Coronation of the Virgin is an oil-on-canvas painting executed by the Italian Renaissance painter Domenico Beccafumi, now in the Pinacoteca nazionale in Siena.
Commissioned by the monks of Ognissanti in Siena, it was moved to Santo Spirito church after that church was destroyed and was only recently moved to the gallery.[1] Unusually for the subject, its lower register shows not the apostles but three saints and a pope, namely Mary Magdalene, Anthony of Padua, Pope Gregory XI and Catherine of Alexandria.
As often happens, the scene is set on two registers. In the upper one, a semicircular audience of saints forms the backdrop to the coronation of Mary by the hands of Christ, under the blessing of the dove of the Holy Spirit. A cloud of cherubs serves as the base and everything is set to give a sense of depth resolved in a hemicycle, which recalls works by Raphael (such as the Disputa del Sacramento).

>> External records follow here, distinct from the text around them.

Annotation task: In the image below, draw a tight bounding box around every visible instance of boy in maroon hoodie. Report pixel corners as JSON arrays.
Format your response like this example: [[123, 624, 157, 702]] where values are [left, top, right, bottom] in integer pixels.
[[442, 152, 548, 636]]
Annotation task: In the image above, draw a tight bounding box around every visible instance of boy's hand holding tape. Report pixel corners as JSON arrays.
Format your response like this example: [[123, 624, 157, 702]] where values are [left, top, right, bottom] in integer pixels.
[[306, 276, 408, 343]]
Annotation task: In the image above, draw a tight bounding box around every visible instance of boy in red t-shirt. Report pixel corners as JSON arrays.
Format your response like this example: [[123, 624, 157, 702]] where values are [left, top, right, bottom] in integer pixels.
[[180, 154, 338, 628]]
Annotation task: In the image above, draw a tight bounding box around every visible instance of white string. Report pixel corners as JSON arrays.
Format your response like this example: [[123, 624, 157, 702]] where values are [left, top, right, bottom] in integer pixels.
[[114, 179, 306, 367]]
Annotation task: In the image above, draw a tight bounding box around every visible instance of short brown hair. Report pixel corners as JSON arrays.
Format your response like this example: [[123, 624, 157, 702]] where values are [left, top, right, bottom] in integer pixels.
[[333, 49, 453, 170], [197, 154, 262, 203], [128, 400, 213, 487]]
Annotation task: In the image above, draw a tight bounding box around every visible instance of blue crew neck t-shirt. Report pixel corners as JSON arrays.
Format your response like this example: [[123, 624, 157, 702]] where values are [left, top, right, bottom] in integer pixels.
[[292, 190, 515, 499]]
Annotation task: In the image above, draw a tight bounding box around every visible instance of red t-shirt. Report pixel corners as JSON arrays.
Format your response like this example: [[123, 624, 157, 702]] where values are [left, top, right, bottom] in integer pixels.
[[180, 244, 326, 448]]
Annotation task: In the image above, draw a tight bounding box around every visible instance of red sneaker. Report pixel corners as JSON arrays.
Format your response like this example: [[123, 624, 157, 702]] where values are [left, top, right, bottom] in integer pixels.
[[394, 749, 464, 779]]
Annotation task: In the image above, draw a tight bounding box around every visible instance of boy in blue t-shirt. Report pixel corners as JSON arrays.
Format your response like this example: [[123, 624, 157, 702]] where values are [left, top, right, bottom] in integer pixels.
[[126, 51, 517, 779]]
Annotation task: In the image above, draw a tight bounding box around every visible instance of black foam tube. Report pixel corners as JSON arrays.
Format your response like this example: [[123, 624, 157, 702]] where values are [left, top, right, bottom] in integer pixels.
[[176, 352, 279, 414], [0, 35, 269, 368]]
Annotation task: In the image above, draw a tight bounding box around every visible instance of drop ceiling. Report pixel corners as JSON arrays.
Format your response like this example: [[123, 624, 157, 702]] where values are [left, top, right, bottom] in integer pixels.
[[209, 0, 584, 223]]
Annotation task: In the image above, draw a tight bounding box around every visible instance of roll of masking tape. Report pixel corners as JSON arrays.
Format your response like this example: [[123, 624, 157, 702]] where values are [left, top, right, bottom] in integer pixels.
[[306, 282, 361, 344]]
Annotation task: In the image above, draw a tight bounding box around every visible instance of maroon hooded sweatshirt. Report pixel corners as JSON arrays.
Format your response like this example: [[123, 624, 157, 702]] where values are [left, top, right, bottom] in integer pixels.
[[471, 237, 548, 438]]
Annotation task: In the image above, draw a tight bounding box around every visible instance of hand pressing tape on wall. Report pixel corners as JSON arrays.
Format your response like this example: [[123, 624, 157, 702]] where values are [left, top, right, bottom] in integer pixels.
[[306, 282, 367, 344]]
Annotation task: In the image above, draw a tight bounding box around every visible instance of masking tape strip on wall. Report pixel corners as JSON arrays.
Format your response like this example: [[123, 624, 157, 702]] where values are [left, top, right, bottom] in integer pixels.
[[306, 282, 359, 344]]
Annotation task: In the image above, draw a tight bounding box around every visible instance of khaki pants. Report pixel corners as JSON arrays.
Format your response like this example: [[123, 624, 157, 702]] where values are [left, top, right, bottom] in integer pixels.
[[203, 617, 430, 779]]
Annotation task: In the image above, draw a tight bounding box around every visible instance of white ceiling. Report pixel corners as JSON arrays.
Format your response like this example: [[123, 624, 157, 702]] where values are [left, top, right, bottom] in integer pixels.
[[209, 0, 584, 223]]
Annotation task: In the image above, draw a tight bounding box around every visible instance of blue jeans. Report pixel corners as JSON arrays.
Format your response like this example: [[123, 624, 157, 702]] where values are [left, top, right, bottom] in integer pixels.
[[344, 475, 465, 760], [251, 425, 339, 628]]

In the lower part, however, there are not the usual apostles, but a group of saints, including Mary Magdalene, Anthony of Padua, Pope Gregory XI (the pope who listened to Catherine of Siena) and Catherine of Alexandria. They are busy, in a complex game of references of gestures and glances, verifying in the Holy Scriptures the fulfillment of the prophecies and the glorification of the Virgin in the kingdom of heaven. These are figures that echo other paintings of the time, from Michelangelo to Rosso Fiorentino, although they have a diaphanous appearance typical of Beccafumi's art.